Wednesday, December 13, 2017

[uzqwnwwk] Trauma as impact

Is the easiest way to make a lasting impact on the world to cause psychological trauma in someone else?  Not necessarily a good impact.

Damage to or alterations of inanimate objects can usually be cleaned up or rebuilt relatively quickly.  Killing a person (other than the trauma this might cause others) tends to induce others to quickly fill the roles of the deceased.

In contrast, traumatizing a person causes an effect that persists for the rest of their lives, often decades.  Humans are simply more long-lasting than inanimate objects, so marks on them last longer.

Is the desire to leave a lasting impact on the world the motivation for terrible acts causing trauma in others?  It might be rational.  One imagines a Willy Loman-type person frustrated that his or her life has amounted to nothing then acting out.

Worse yet, traumatizing a child maximizes the duration of impact, the amount of time of "the rest of their life".  Do parents, educators, and other caregivers cause trauma to children for this reason?
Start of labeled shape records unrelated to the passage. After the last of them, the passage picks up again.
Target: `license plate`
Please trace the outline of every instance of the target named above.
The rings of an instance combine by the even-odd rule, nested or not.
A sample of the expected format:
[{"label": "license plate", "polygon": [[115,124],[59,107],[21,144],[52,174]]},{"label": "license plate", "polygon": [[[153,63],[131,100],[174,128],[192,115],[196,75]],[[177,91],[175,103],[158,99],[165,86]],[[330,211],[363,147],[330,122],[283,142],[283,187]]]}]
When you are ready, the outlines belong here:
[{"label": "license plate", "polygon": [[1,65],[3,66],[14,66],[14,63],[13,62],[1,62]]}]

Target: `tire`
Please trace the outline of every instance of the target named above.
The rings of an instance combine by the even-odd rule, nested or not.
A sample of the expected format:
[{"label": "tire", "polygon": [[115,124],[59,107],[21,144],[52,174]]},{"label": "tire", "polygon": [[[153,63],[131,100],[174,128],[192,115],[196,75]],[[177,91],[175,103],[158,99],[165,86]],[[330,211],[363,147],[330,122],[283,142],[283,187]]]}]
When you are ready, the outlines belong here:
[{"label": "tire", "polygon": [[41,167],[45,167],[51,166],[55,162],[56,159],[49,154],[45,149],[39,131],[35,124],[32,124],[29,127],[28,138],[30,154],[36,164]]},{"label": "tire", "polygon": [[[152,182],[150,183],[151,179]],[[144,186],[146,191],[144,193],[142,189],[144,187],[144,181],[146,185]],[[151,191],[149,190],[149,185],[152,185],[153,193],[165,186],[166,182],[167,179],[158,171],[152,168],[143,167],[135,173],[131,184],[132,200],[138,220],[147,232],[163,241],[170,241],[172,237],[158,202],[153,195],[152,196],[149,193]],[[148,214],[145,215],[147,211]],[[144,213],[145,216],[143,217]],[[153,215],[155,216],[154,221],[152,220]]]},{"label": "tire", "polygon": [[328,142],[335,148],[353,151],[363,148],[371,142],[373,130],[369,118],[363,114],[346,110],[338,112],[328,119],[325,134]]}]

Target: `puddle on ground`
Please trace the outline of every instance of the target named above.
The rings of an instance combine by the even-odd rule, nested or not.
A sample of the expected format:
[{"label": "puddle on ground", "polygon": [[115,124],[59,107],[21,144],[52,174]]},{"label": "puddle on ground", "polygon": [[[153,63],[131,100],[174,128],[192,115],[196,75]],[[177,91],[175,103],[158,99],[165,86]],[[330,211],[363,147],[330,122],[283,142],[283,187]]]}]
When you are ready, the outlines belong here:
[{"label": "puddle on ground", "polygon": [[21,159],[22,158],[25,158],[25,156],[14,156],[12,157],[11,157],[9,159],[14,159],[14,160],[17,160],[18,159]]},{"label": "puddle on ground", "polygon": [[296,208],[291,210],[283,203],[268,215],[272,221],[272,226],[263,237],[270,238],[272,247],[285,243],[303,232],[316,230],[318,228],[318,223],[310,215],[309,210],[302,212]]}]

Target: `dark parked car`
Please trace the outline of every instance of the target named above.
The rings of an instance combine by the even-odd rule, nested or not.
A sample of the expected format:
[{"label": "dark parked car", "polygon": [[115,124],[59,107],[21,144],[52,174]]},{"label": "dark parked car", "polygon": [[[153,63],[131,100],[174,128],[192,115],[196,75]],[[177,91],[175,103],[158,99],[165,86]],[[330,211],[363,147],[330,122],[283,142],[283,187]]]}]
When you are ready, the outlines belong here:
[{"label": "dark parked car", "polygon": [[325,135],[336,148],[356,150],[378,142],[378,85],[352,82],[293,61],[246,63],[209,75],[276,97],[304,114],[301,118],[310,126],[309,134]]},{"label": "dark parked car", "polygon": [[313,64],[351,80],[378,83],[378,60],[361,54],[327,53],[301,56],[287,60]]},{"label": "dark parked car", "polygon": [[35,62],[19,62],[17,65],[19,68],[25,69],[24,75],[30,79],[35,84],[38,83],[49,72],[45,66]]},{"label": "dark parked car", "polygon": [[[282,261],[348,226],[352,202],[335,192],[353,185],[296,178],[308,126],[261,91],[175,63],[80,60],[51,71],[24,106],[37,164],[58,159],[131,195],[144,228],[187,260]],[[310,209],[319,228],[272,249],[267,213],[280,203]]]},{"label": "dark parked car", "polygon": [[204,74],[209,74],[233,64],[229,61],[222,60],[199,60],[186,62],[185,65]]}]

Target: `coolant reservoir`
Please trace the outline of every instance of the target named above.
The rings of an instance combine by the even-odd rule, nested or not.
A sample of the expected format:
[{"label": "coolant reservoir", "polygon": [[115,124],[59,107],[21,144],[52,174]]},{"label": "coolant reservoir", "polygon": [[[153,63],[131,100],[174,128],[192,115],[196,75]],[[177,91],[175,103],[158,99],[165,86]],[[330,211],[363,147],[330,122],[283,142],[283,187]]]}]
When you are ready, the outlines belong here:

Because trauma is so long-lasting, can it be exploited to use as a data storage medium?  The least horrifying way to do it would be to deliberately cause yourself to be traumatized, storing data useful to yourself in yourself.

Can the effect, the impact, be easily extended beyond one lifetime?  One would have to set up dominoes where trauma causes one person to change their behavior in a way that (later) traumatizes someone else younger.  This does not seem easy.  Maybe within an institution like religion it can be done.